The world outside is not far off, however. The Stark County fairgrounds are less than two miles from two sites of national importance: the William McKinley Memorial and Library, where the twenty-fifth president is entombed, and the Professional Football Hall of Fame, neither of which is represented in any way at the fair. (Fairgoers are visibly loyal to the Cleveland Browns, a team that won only one game the previous season, and would win none the next.) The city of Canton is semi-urban and poor, while the surrounding townships are rural and poor, and 21 percent black. R&B singer Macy Gray was born there, as was Greek-American NBA player Kosta Koufos; the O’Jays formed in the city in 1958. None of this plurality is noted or reflected within the fair, but it is in ways both figurative and literal just outside the gates.
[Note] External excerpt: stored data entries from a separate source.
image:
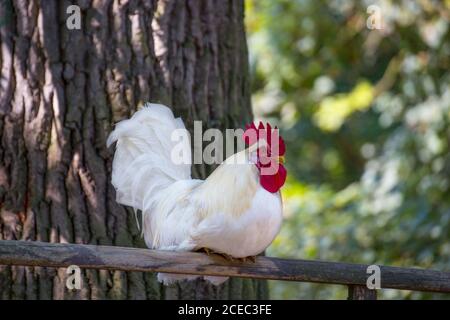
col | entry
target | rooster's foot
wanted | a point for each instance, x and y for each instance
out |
(210, 252)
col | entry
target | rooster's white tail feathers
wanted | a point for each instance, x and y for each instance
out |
(142, 161)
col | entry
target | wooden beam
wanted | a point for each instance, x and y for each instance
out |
(31, 253)
(361, 293)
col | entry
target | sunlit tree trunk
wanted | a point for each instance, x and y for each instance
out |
(62, 90)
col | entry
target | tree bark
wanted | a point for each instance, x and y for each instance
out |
(62, 90)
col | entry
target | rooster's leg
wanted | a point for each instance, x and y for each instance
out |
(249, 258)
(210, 251)
(205, 250)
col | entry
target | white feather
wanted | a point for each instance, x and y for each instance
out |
(228, 213)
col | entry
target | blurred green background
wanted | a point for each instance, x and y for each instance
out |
(365, 114)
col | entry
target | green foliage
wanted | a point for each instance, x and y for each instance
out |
(366, 117)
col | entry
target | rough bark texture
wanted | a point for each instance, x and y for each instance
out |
(60, 93)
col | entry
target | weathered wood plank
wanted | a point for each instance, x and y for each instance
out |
(30, 253)
(361, 293)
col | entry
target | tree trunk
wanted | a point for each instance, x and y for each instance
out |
(62, 90)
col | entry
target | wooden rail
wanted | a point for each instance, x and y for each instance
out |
(30, 253)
I spoke with Andre Bulluck, who owns Dre’s Place, a Georgia barbecue joint that travels to county fairs around the country. Bulluck was one of only a handful of vendors of color I saw at the fair. One knickknack booth was run by a Peruvian man, and another by two men from Africa, none of whom wished to be recorded or photographed. Bulluck has a culinary degree, and his restaurant has been featured on the Food Network, but the fair has proved a difficult space to penetrate despite his credentials. “It’s always interesting being a minority person out here,” he told me. He tossed a slab of pork onto his weathered red grill, slathering it with sauce. “We don’t have a big following of us directly in the fair community because they don’t let us in. I fought hard. I had to fight for the last ten, fifteen years. … Let’s see, 2006 … I’ve had some bouts. They don’t want you here really sometimes, because you affect people’s money when you come in with a different game […] When people been here a long time, they set up the fairs for people that’s been here forty, fifty, sixty years.”
The fair’s intransigence is nothing new. “People have power they don’t want to relinquish,” Greene, the NAACP president, told me on the phone. I had called her from the fairgrounds, in a moment of panic and confusion. The intensity of this desire to hold onto power is perhaps why the fair’s symbolism has continued to propagate, Greene explained. She told me a series of stories about racial subjugation in Wooster, where “people have learned not to upset the cart.”
The lessons, warnings really, hung in the air. Symbols matter. I could see them on the wall of a T-shirt booth near where I called Greene. This is where her labor of dissent begins, from within the fair’s hermetic interior. But a great burden remains: it is hard to wake people from their fantasies.